On April 16, 2014, the Centers for Medicare & Medicaid Services (CMS) published proposed rules that would amend the fire safety standards for hospitals, long-term care facilities, ambulatory surgery centers, hospice inpatient and many other health care facilities that participate in the federal Medicare and Medicaid programs. Specifically, CMS has proposed adoption of the 2012 editions of the Life Safety Code, promulgated by the National Fire Protection Association, and the Health Care Facilities Code. The former sets out fire safety requirements for new and existing buildings, while the latter contains detailed provisions specific to health care facilities that are intended to provide minimum requirements for the installation, inspection, testing, maintenance and performance of facility materials, equipment and appliances.

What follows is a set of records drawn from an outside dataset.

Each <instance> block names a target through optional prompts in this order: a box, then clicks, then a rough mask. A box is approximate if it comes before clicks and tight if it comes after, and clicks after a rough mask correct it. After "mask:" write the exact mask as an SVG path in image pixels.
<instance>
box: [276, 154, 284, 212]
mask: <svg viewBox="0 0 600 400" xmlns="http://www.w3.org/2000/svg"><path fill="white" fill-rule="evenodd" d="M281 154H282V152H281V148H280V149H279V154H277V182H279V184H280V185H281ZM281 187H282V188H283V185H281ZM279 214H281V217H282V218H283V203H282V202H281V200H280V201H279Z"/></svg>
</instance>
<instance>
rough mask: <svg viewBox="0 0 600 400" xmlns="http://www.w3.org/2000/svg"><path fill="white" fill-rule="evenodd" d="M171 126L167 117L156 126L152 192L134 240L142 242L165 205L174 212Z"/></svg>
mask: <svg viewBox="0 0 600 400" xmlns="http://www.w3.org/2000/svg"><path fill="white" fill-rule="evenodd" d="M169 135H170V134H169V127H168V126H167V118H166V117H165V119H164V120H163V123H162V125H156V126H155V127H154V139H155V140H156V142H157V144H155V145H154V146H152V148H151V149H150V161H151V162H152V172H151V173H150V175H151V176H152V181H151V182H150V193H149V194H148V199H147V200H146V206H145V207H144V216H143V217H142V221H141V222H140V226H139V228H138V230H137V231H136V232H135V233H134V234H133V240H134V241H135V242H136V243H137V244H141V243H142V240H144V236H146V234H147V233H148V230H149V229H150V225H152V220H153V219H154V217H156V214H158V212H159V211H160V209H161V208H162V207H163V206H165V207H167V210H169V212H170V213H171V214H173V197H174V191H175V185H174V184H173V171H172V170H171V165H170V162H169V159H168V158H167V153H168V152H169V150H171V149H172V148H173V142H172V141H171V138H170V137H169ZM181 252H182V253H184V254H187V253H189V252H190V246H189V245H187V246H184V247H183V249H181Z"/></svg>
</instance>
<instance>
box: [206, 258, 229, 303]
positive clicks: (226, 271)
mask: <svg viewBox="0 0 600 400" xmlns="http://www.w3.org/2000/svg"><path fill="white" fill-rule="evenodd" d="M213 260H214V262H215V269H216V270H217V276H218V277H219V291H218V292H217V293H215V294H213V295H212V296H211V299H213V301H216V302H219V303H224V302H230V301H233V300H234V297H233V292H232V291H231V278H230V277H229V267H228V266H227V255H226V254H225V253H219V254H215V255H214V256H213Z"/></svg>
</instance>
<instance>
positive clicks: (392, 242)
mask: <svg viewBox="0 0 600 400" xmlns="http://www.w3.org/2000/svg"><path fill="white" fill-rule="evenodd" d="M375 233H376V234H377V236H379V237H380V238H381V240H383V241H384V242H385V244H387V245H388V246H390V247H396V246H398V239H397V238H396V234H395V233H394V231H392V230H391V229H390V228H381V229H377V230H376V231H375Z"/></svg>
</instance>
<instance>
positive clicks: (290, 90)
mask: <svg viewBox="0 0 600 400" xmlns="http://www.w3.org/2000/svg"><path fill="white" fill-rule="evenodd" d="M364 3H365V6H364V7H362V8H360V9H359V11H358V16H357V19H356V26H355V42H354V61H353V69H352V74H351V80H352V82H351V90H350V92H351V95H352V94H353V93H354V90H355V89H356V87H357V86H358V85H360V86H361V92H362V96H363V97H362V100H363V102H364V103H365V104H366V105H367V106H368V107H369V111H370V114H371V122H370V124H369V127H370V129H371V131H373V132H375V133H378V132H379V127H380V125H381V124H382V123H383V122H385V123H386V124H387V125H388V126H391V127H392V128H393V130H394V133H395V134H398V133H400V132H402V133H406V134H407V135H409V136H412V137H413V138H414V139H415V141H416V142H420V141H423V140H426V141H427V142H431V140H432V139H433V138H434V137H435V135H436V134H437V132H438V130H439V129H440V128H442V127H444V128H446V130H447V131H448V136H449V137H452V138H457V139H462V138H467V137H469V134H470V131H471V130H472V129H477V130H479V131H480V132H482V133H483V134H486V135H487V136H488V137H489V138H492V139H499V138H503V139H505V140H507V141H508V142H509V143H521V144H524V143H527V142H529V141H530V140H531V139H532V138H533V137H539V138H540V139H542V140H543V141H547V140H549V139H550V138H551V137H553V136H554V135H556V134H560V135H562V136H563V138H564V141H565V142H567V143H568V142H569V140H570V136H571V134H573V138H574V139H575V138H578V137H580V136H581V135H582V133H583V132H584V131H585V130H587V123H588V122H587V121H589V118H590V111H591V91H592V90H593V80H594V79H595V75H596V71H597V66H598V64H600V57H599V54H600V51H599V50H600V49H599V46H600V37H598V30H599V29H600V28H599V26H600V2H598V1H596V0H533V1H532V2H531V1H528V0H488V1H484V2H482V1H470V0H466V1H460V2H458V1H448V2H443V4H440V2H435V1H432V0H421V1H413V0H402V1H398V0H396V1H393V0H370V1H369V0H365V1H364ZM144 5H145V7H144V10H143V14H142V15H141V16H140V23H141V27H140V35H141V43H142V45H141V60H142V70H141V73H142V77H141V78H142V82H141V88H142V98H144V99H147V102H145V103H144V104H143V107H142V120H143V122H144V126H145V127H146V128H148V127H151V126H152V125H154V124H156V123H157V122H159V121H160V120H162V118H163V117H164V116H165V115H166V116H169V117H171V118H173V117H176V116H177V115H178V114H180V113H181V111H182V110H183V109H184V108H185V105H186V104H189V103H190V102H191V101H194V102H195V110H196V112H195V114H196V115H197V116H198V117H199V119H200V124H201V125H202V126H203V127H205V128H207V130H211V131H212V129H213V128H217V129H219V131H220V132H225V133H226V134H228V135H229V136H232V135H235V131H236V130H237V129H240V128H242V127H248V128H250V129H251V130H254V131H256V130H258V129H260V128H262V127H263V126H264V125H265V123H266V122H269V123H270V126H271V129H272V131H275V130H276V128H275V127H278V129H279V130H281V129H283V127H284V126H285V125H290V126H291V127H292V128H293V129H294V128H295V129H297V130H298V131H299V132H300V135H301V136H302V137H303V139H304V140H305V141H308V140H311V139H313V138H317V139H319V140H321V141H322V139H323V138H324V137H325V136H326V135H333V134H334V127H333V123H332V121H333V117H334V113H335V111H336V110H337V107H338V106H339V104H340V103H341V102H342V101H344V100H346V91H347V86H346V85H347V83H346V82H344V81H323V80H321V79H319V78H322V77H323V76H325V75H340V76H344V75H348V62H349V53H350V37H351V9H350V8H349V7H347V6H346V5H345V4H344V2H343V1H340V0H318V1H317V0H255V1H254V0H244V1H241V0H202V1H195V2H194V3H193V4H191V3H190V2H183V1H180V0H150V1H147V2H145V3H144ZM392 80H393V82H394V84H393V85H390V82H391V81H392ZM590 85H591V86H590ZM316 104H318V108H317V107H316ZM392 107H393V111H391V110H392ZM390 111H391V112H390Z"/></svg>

A key change would involve a requirement that “high-rise” buildings (those over 75 feet in height, generally 7–8 stories) be sprinklered throughout. Existing structures would have 12 years to install such systems. Although the requirement mainly would affect hospitals, CMS has sought public comment regarding the possible effect on other types of health care facilities.
In addition, automatic sprinkler systems would be required in all habitable areas, closets, roofed porches, balconies and decks of new residential health care facilities. CMS has also “strongly encouraged” existing facilities to be sprinklered in all habitable areas (which may convince existing facilities, to avoid litigation risks, to do so). Under the new provisions, sprinklers also must be installed in the attics of both new and existing residential facilities if the attic is used for living purposes, storage or the housing of fuel-fired equipment; otherwise, the attic must have a heat detection system, be of noncombustible construction or be constructed of fire-retardant-treated-wood.
Moreover, the proposed provisions would require newly constructed facilities to install approved smoke alarms inside every sleeping room, outside every sleeping area and on all levels within a residential unit. CMS sought public comment regarding whether that requirement should be applied to existing facilities, as well.
Clearly, both new and existing health care facilities will be undertaking significant fire protection projects in the coming months and years.
Aside from construction projects that will be implemented to address these new fire safety provisions, the relaxation of certain rules regarding rehabilitation projects may spur some facilities to undertake smaller construction renovation/addition projects that otherwise might not be cost effective under the current rules. Specifically, the current code requires even minor health care facility renovation projects to meet the same stringent requirements as those applied to new construction. The new provisions contain a chapter entitled “Building Rehabilitation,” which sets out various types of building rehabilitation work -— repair, renovation, reconstruction, change of use, change of occupancy and addition — to which different, generally lesser, standards apply. The express purpose for that change is to assist health care facilities by reducing the cost of minor construction projects, allowing for an increase in such rehabilitation projects.